Created attachment 180063 [details] Test program which ends with kernel panic. Hello, when I try to use netmap with specified NIC queue (ie. when I use flag NR_REG_ONE_NIC) I get kernel panic: panic: Assertion slot != NULL failed at /usr/src/sys/modules/cxgbe/if_cxgbe/../../../dev/cxgbe/t4_netmap.c:353 cpuid = 14 KDB: stack backtrace: db_trace_self_wrapper() at db_trace_self_wrapper+0x2b/frame 0xfffffe0660f53000 vpanic() at vpanic+0x186/frame 0xfffffe0660f53080 kassert_panic() at kassert_panic+0x126/frame 0xfffffe0660f530f0 cxgbe_netmap_reg() at cxgbe_netmap_reg+0x8d8/frame 0xfffffe0660f531c0 netmap_hw_reg() at netmap_hw_reg+0x2c/frame 0xfffffe0660f531f0 netmap_do_regif() at netmap_do_regif+0x2cb/frame 0xfffffe0660f53230 netmap_ioctl() at netmap_ioctl+0xa57/frame 0xfffffe0660f53620 freebsd_netmap_ioctl() at freebsd_netmap_ioctl+0x3e/frame 0xfffffe0660f53650 devfs_ioctl() at devfs_ioctl+0xc3/frame 0xfffffe0660f536a0 VOP_IOCTL_APV() at VOP_IOCTL_APV+0xe0/frame 0xfffffe0660f536d0 vn_ioctl() at vn_ioctl+0x124/frame 0xfffffe0660f537d0 devfs_ioctl_f() at devfs_ioctl_f+0x1f/frame 0xfffffe0660f537f0 kern_ioctl() at kern_ioctl+0x2b0/frame 0xfffffe0660f53850 sys_ioctl() at sys_ioctl+0x13f/frame 0xfffffe0660f53930 amd64_syscall() at amd64_syscall+0x2f9/frame 0xfffffe0660f53ab0 Xfast_syscall() at Xfast_syscall+0xfb/frame 0xfffffe0660f53ab0 --- syscall (54, FreeBSD ELF64, sys_ioctl), rip = 0x80097c97a, rsp = 0x7fffffffea88, rbp = 0x7fffffffeb20 --- KDB: enter: panic If the queue is not specified then everything works ok.
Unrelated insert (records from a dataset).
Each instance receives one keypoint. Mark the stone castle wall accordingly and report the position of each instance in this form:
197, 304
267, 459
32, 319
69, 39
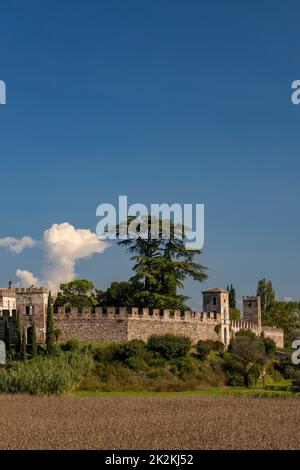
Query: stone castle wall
276, 334
124, 325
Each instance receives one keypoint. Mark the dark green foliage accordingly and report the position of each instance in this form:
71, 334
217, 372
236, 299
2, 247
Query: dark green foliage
232, 299
23, 354
270, 347
234, 314
7, 338
248, 333
169, 346
50, 341
120, 294
46, 375
33, 341
161, 263
249, 350
78, 293
135, 348
233, 370
267, 295
285, 315
203, 349
18, 345
71, 345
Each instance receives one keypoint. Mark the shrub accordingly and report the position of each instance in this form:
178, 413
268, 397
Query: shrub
169, 346
203, 349
269, 346
46, 375
71, 345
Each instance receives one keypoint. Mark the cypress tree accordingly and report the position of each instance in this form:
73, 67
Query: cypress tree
18, 336
23, 346
50, 327
7, 336
232, 299
33, 346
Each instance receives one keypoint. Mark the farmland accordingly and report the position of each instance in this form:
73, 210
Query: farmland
177, 421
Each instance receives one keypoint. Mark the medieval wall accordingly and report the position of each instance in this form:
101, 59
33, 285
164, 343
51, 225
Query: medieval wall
276, 334
121, 325
12, 322
32, 307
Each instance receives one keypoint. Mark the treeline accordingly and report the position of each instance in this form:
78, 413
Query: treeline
163, 363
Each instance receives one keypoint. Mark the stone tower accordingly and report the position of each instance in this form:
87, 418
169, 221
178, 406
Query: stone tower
217, 300
252, 310
32, 307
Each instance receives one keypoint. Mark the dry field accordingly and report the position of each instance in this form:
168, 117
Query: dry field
149, 423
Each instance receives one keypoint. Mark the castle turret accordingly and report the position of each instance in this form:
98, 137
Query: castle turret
252, 310
217, 300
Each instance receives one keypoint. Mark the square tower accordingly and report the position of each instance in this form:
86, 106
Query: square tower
216, 300
252, 310
32, 307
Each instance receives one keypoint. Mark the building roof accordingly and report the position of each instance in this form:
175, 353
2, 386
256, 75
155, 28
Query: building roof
215, 289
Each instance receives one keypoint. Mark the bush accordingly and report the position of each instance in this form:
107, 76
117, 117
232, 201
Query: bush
203, 349
71, 345
46, 375
169, 346
269, 346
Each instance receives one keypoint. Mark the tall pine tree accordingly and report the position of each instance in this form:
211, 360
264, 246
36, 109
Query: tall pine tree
50, 338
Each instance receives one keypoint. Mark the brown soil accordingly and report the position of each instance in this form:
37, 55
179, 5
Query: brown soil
188, 423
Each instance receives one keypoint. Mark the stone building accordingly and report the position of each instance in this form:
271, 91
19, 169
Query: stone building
123, 324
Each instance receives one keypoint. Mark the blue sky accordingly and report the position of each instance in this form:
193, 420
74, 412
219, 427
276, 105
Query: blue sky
164, 101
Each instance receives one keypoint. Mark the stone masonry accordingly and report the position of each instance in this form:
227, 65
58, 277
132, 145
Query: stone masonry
123, 324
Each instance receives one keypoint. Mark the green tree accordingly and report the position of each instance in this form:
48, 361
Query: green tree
23, 346
18, 344
169, 346
249, 350
203, 349
50, 343
285, 315
120, 294
78, 293
232, 297
234, 314
267, 295
33, 342
161, 261
7, 338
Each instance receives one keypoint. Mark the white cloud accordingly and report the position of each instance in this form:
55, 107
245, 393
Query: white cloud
62, 246
15, 245
27, 278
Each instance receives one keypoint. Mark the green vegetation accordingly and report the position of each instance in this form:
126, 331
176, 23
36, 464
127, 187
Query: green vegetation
50, 339
164, 364
280, 314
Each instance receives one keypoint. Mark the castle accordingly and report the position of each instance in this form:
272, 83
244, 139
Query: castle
123, 324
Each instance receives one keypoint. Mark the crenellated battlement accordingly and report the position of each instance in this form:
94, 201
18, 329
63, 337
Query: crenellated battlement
125, 313
31, 290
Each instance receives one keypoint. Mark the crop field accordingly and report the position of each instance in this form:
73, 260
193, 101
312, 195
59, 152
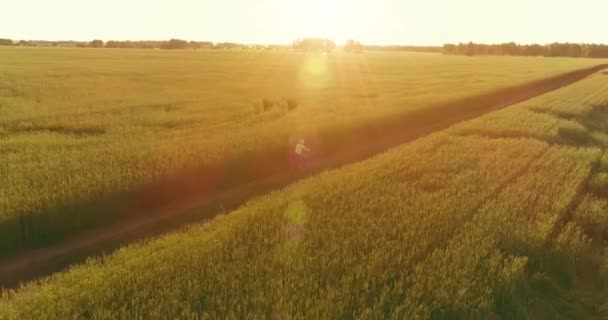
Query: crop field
500, 217
78, 125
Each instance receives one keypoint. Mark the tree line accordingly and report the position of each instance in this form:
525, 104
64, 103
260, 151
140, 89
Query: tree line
578, 50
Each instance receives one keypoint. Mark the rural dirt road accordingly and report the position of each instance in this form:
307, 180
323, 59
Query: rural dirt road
180, 200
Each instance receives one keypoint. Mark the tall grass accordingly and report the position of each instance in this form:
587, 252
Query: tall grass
492, 218
79, 125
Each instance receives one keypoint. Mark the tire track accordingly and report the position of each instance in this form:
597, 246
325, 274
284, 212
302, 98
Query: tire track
190, 196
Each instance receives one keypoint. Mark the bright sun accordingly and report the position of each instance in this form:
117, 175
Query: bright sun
322, 18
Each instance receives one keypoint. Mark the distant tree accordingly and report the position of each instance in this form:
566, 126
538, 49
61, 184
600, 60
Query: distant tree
514, 49
314, 44
353, 46
96, 43
174, 44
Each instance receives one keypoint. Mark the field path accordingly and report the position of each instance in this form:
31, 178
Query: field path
171, 205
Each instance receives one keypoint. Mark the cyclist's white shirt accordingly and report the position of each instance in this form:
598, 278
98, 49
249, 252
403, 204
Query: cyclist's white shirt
300, 148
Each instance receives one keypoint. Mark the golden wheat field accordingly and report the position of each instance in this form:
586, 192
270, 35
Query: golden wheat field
499, 217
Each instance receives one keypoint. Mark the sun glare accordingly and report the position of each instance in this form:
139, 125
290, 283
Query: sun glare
319, 18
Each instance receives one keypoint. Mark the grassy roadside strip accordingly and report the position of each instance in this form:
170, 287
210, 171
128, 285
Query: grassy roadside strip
454, 225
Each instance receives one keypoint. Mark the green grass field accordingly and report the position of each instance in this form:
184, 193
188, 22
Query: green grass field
77, 124
501, 217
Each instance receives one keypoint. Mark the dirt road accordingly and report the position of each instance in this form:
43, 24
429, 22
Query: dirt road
200, 194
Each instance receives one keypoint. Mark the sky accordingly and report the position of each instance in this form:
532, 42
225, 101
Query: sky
415, 22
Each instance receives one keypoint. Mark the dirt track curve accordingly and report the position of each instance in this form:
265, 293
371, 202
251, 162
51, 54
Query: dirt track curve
199, 194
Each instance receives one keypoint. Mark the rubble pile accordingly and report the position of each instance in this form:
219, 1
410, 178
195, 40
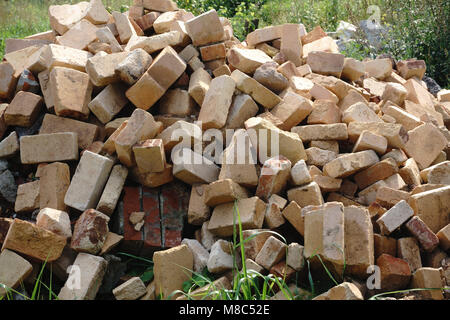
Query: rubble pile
346, 159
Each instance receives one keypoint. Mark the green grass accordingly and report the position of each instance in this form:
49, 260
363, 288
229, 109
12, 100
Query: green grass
36, 294
21, 18
247, 284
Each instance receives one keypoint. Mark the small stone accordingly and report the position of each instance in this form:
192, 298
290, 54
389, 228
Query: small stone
9, 146
324, 233
411, 68
326, 63
336, 131
152, 85
274, 177
300, 174
71, 91
272, 252
54, 182
112, 241
319, 157
217, 102
395, 272
242, 108
136, 217
251, 211
346, 165
88, 181
198, 211
305, 195
79, 36
23, 110
13, 270
344, 291
31, 240
56, 221
408, 250
49, 147
209, 22
371, 141
395, 217
359, 247
112, 190
428, 278
353, 69
379, 68
192, 167
201, 255
108, 103
257, 91
294, 257
132, 289
291, 43
140, 126
177, 102
62, 17
324, 112
91, 269
289, 144
292, 110
223, 191
172, 268
106, 36
269, 77
432, 207
359, 112
90, 232
419, 148
427, 239
220, 258
27, 197
87, 132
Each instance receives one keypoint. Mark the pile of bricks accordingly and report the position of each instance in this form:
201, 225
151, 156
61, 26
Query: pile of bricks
103, 124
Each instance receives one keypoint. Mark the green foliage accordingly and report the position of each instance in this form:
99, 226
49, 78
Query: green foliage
416, 28
139, 267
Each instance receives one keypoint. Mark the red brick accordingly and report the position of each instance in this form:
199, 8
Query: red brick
282, 270
4, 227
152, 226
131, 203
172, 238
427, 239
173, 212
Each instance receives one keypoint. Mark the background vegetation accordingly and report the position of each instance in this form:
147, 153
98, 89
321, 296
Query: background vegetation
417, 28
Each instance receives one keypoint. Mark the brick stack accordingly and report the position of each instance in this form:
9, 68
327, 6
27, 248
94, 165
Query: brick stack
355, 167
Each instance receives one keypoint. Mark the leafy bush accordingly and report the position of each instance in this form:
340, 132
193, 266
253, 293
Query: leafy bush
416, 28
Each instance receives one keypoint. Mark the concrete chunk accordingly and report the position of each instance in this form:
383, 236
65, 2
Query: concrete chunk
223, 191
395, 217
336, 131
56, 221
205, 28
88, 181
217, 102
251, 211
71, 91
49, 148
349, 164
91, 271
172, 268
113, 189
87, 133
27, 238
257, 91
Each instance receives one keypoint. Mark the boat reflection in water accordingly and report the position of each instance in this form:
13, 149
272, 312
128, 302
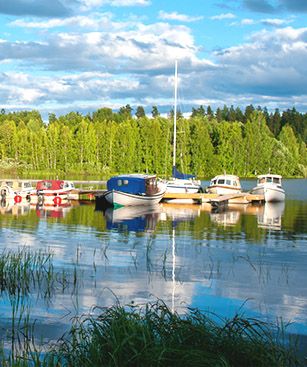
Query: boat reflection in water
271, 215
47, 211
16, 209
179, 212
133, 218
229, 215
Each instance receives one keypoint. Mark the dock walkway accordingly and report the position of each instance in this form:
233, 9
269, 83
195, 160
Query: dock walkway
214, 199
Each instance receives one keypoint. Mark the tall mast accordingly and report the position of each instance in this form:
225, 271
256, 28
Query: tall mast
175, 116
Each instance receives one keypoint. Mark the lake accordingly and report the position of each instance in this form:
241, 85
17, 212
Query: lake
249, 259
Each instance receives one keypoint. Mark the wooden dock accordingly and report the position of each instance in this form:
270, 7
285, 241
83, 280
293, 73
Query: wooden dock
80, 194
214, 199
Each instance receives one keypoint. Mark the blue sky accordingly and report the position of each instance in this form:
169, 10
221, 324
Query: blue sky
80, 55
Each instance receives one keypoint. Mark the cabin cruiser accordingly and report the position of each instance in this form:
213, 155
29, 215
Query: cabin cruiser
270, 187
16, 190
51, 192
133, 189
224, 184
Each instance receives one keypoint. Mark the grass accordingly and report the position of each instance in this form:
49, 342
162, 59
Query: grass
133, 335
154, 336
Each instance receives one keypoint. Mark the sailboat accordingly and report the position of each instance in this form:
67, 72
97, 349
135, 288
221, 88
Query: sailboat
180, 182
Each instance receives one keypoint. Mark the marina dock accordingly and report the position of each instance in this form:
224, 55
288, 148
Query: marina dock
214, 199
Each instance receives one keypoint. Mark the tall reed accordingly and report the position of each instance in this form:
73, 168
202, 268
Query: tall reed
154, 336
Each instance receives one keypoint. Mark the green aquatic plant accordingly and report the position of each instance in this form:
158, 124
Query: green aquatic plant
154, 336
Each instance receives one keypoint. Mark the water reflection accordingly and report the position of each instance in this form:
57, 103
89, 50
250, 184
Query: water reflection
12, 208
46, 211
133, 218
271, 215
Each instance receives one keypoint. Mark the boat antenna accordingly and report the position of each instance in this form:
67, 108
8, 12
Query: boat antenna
175, 114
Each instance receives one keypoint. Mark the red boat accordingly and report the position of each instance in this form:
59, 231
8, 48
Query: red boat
51, 192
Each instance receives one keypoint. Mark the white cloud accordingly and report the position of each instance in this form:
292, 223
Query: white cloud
275, 22
246, 21
223, 16
180, 17
89, 4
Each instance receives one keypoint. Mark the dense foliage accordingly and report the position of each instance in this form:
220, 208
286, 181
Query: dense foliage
106, 142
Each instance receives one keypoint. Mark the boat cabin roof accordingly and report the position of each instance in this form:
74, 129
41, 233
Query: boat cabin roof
132, 183
226, 180
269, 175
53, 185
231, 177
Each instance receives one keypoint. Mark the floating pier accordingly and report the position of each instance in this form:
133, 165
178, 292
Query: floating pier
214, 199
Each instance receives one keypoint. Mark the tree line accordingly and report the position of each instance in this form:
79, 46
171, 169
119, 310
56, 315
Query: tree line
107, 142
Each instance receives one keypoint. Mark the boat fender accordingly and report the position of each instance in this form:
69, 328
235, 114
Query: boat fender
17, 199
57, 200
40, 199
3, 193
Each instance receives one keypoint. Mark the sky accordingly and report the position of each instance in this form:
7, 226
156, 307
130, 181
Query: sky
81, 55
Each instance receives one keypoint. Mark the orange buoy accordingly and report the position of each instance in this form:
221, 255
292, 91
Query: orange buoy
57, 200
17, 199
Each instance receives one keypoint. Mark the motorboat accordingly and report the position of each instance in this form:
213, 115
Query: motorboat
270, 187
16, 190
271, 216
51, 192
133, 189
224, 184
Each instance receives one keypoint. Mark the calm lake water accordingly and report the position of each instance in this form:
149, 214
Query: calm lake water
247, 259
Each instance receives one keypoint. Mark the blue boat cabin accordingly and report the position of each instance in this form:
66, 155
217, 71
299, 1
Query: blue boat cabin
134, 184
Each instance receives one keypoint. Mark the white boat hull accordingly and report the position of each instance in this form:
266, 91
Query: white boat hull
223, 190
119, 198
178, 186
48, 198
271, 192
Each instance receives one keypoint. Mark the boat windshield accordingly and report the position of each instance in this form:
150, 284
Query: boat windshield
151, 186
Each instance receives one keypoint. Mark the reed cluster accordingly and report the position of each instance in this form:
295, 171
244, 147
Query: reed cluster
154, 336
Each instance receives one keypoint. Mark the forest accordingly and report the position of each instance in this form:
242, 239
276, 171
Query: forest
245, 143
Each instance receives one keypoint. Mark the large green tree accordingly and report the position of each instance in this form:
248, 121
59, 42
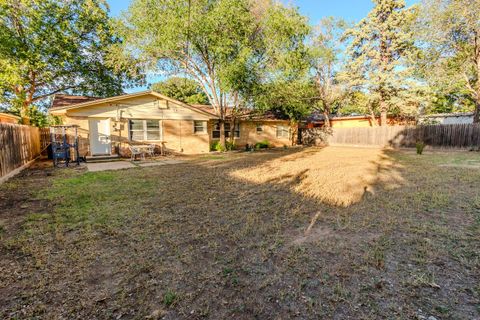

To repeat this error: 1. Run 'pkt-gen -i vcxl0-1' or 2. Run program netmap_test.c. uname -a: FreeBSD test0 12.0-CURRENT FreeBSD 12.0-CURRENT #0 r313561: Fri Feb 10 20:18:01 UTC 2017 root@releng3.nyi.freebsd.org:/usr/obj/usr/src/sys/GENERIC amd64 network card: Chelsio T540-CR /boot/loader.conf content: hw.cxgbe.num_vis=2 root@freebsd:~ # ifconfig vcxl0 vcxl0: flags=8843<UP,BROADCAST,RUNNING,SIMPLEX,MULTICAST> metric 0 mtu 1500 options=ec07bb<RXCSUM,TXCSUM,VLAN_MTU,VLAN_HWTAGGING,JUMBO_MTU,VLAN_HWCSUM,TSO4,TSO6,LRO,VLAN_HWTSO,LINKSTATE,RXCSUM_IPV6,TXCSUM_IPV6> ether 00:07:43:31:cf:52 nd6 options=29<PERFORMNUD,IFDISABLED,AUTO_LINKLOCAL> media: Ethernet 10Gbase-SR <full-duplex> status: active
I read a little bit of code and found out what may be the source of the problem: 1. When we initialize netmap device (using NIOCREGIF ioctl) a pair of RX/TX krings is created for each queue. If I declare to use only one queue then only one pair of krings get nr_pending_mode set to NKR_NETMAP_ON. In all other krings nr_pending_mode is set to NKR_NETMAP_OFF. 2. Next cxgbe_netmap_on() function is called. Inside this function there are two loops (for_each_nm_{rt}xq) that iterate through every tx and rx queue (also through queues that I decided not to use). 3. On every iteration there is netmap_reset() function called and there is an assertion that it never returns NULL. However if there are some krings with nr_pending_mode set to NKR_NETMAP_OFF then netmap_reset() returns NULL. We have such krings so panic occurs. I were able to resolve this problem by modifying for_each_nm_{rt}xq loop that it would iterate only through queues that have nr_pending_mode set to NKR_NETMAP_ON. But I am not really sure if this is a proper way to resolve this problem (for example it doesn't let me to do proper resources releasing in cxgbe_netmap_off()). Moreover after my modifications t4_config_rss_range() started to fail randomly (with EINVAL) and I have no idea why it is happening.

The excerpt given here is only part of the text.